Le cento opere grafiche di Giovanni Battista Piranesi (1720-1778) esposte a Roma, Palazzo Braschi fino al 15 ottobre, ripercorrono le tappe evolutive del mastro veneziano, in un crescendo che lascia senza fiato. La caratteristica peculiare di questi fogli sta nell’assoluto rigore esecutivo, nel severo addensarsi di linee curve alternate a linee orizzontali verticali e oblique al fine di produrre effetti chiaroscurali variabili secondo l’urgenza. A integrare il gioco segnico interviene, certo interpretando ulteriormente il già variegato lessico grafico, un tratteggio minuto a sostegno di una piu’ approfondita indagine investigativa.                                                                                        .              Architetto e incisore con una discreta preparazione in campo scenografico, Piranesi giunge a Roma nel 1740. Nella città del Grand Tour si respira un clima culturale reso vivace dalla presenza di intellettuali, scrittori, diplomatici, collezionisti e artisti di livello internazionale come il tedesco Anton Rapahael Mengs. A quest’ultimo il Winckelmann, in segno di amicizia e di stima dedicherà il suo libro Storia dell’arte nell’antichità, dedica che sancisce fra l’altro la condivisione di una estetica classica.                                             A dominare la scena è il pittore Giovanni Paolo Pannini, esponente di un vedutismo fantasioso, ma contaminato da una concezione edonistica e baroccheggiante dell’arte.                                                                                         .               Ben altro invece è lo spirito che anima il Piranesi : il suo interesse per le antichità è mosso da un febbrile amore archeologico. All’incisore non interessa far rivivere il passato, ma conoscerlo, analizzarlo per potersene servire senza nostalgia. Con questo sentimento egli guarda alle rovine di cui Roma è un copioso, inesauribile contenitore. Il Piranesi infatti non riproduce in senso letterale ciò che vede, ma lo trasfigura in suggestioni piu’ fantasiose che reali. Si pensi ai ruderi delle Terme di Tito , al Foro di Nerva o alla serie dei Capricci dove, pur non ancora pienamente esplicitata si sente un’interpretazione visionaria. Qui, fra l’altro, la mano dell’incisore, memore ancora dell’arte veneta, simula in modo istintivo la struggente eleganza e “l’argentea  luce” del Canaletto e perfino del Tiepolo.

Ma il progetto più ambizioso e per certi aspetti rivoluzionario è costituito evidentemente dalla serie Carceri d’invenzione.

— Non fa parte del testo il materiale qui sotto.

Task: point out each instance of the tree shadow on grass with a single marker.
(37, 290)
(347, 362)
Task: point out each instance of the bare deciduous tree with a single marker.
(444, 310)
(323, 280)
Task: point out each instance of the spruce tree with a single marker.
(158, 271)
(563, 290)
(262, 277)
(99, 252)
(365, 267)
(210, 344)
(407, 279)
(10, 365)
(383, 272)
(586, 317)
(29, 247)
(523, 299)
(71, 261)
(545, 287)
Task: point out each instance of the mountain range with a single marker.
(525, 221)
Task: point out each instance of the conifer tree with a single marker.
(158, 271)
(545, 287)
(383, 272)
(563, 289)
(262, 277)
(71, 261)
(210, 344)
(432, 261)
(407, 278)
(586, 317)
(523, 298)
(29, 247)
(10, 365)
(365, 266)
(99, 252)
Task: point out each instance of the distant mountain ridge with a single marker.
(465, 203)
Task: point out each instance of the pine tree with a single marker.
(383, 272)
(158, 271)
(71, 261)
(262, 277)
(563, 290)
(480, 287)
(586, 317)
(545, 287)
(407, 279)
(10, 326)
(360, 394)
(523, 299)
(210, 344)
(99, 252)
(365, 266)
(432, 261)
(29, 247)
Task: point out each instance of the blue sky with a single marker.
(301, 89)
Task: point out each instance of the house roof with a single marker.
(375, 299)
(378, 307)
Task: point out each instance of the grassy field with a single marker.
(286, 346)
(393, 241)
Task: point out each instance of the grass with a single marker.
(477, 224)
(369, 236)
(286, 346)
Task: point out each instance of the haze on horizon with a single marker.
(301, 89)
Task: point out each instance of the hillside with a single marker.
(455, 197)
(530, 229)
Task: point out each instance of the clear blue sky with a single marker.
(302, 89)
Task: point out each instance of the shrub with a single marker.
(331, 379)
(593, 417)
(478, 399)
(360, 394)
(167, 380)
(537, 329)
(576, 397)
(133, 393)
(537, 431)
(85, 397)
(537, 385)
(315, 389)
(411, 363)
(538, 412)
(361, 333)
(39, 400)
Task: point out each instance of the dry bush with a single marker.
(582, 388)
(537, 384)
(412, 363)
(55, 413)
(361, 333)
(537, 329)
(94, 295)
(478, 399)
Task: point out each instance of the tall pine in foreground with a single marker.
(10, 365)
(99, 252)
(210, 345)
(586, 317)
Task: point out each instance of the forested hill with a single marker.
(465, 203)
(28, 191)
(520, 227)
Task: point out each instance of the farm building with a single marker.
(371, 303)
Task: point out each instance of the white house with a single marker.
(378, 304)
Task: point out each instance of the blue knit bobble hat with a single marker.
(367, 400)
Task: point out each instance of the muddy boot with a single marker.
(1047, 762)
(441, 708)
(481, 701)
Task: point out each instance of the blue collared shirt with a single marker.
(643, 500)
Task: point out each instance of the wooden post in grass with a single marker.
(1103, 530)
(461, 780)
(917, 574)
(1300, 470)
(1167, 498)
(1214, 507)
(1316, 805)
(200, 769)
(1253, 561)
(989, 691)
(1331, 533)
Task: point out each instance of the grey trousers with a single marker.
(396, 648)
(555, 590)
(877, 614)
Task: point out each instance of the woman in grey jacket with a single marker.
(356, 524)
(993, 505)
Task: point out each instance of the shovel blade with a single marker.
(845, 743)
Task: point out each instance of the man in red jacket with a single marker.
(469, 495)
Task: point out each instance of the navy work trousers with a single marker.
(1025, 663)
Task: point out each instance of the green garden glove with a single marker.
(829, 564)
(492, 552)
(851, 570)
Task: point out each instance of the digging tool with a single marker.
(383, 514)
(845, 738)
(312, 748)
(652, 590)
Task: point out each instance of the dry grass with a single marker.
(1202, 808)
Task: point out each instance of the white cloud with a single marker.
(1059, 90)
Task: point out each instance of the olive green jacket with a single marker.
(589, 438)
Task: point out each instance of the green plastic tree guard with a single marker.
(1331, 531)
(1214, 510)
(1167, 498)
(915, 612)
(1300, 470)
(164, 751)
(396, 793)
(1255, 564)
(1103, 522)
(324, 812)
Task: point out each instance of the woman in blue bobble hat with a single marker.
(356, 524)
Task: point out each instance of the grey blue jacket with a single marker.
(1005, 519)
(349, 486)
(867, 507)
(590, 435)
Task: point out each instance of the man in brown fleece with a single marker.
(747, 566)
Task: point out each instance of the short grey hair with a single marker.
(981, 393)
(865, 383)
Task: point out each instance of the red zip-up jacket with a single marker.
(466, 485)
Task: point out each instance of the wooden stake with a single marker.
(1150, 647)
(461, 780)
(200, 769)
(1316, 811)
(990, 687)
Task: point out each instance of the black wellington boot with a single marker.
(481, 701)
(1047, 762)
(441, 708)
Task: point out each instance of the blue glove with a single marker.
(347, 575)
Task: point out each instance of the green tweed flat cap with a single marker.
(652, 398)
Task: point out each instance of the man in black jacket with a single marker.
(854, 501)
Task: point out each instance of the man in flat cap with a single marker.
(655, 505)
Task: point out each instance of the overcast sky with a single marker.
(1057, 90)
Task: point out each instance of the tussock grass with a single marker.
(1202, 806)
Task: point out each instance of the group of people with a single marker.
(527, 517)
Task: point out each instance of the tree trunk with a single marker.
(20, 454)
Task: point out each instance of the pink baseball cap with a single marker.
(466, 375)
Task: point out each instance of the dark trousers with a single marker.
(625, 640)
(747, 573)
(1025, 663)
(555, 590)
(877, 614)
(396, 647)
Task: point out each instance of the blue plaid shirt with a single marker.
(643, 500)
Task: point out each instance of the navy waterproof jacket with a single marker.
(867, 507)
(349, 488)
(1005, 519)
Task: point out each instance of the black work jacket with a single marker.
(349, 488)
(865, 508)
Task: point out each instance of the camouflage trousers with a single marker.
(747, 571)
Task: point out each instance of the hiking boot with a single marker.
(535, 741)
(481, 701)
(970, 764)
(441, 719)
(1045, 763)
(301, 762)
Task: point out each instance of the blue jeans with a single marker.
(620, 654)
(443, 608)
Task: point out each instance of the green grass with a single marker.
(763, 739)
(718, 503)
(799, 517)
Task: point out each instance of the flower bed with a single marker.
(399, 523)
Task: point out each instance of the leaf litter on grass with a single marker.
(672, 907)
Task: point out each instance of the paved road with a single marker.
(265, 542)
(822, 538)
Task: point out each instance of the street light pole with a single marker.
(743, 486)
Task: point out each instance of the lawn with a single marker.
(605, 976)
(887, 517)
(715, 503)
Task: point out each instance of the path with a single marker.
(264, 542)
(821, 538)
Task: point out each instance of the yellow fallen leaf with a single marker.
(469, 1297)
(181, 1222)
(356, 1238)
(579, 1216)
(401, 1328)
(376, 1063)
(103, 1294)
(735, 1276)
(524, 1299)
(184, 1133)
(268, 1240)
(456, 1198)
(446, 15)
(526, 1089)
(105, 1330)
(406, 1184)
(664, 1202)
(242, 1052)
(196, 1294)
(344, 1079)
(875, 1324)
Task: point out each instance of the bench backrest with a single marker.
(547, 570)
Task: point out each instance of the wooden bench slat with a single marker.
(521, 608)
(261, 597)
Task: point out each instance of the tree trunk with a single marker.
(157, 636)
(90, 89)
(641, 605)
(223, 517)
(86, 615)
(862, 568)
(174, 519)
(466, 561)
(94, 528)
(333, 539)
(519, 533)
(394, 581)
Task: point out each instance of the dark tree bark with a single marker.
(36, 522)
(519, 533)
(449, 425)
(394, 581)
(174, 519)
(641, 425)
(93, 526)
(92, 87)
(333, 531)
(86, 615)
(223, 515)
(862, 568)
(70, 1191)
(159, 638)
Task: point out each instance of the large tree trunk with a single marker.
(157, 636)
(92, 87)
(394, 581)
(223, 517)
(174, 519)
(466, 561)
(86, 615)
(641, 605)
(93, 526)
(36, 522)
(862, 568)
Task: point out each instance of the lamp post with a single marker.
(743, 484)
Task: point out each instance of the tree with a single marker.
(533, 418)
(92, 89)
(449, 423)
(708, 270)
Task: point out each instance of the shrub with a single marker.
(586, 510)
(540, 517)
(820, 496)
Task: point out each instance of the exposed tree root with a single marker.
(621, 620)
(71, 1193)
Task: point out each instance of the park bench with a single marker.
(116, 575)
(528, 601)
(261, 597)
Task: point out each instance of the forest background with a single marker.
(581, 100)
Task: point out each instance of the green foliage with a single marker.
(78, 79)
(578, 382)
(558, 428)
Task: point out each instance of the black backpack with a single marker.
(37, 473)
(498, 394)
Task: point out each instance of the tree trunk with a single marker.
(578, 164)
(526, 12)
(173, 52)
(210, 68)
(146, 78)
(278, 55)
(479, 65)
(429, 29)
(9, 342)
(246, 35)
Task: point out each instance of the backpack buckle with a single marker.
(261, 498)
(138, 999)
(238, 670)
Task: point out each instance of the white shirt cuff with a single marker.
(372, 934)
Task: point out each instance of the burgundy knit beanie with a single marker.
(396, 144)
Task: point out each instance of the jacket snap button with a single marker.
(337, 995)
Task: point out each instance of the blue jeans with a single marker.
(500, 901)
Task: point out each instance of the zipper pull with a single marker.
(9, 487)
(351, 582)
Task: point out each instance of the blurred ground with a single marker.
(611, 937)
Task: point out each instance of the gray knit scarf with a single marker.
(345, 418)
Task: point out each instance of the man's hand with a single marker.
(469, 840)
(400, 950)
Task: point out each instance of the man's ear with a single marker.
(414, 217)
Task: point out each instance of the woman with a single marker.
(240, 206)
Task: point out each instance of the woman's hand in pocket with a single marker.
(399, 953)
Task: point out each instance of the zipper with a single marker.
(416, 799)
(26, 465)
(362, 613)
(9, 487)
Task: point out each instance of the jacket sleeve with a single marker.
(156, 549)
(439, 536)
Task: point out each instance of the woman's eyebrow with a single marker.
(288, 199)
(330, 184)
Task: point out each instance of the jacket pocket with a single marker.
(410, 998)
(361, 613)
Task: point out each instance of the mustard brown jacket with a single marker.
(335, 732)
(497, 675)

Si tratta di sedici stampe in cui Piranesi, con l’abilità di un acquafortista geniale, traduce le sue fantasie creative in architetture da incubo. Interni tenebrosi e labrintici, caverne, scale elicoidali che non conducono da nessuna parte, pontili sospesi nel vuoto, abissi senza fondo, carrucole, funi, pesanti catene e attrezzi di tortura affollano queste cavità infernali. Tutto ciò è reso ancor piu’ tetro e funesto da un ostinato indugiare sulle ombre, dove al viluppo dei segni affidati al bulino corrispondono ripetute “morsure” per accentuare il contrasto fra il nero dell’inchiostro e il bianco della carta. Qui Piranesi raggiunge il massimo della sua prodigiosa genialità, la cui visione si direbbe illuminista, crea un precedente di quello che sarà il neoclassicismo. Non solo: la serie delle Carceri, visione di un mondo irreale e capolavoro entrato nell’immaginario collettivo, potrebbe avere ispirato perfino Cesare Beccaria che nel 1764 pubblica Dei Delitti e delle Pene, opera aspramente critica sui sistemi barbari con cui a quel tempo venivano trattati i detenuti.

Certo è che l’opera incisoria del Piranesi deve essere letta e interpretata non solo dal punto di vista estetico ma anche come spinta innovativa e risposta all’effimero tutto riccioli e polvere di cipria che ancora permangono tra le pieghe del XVIII secolo.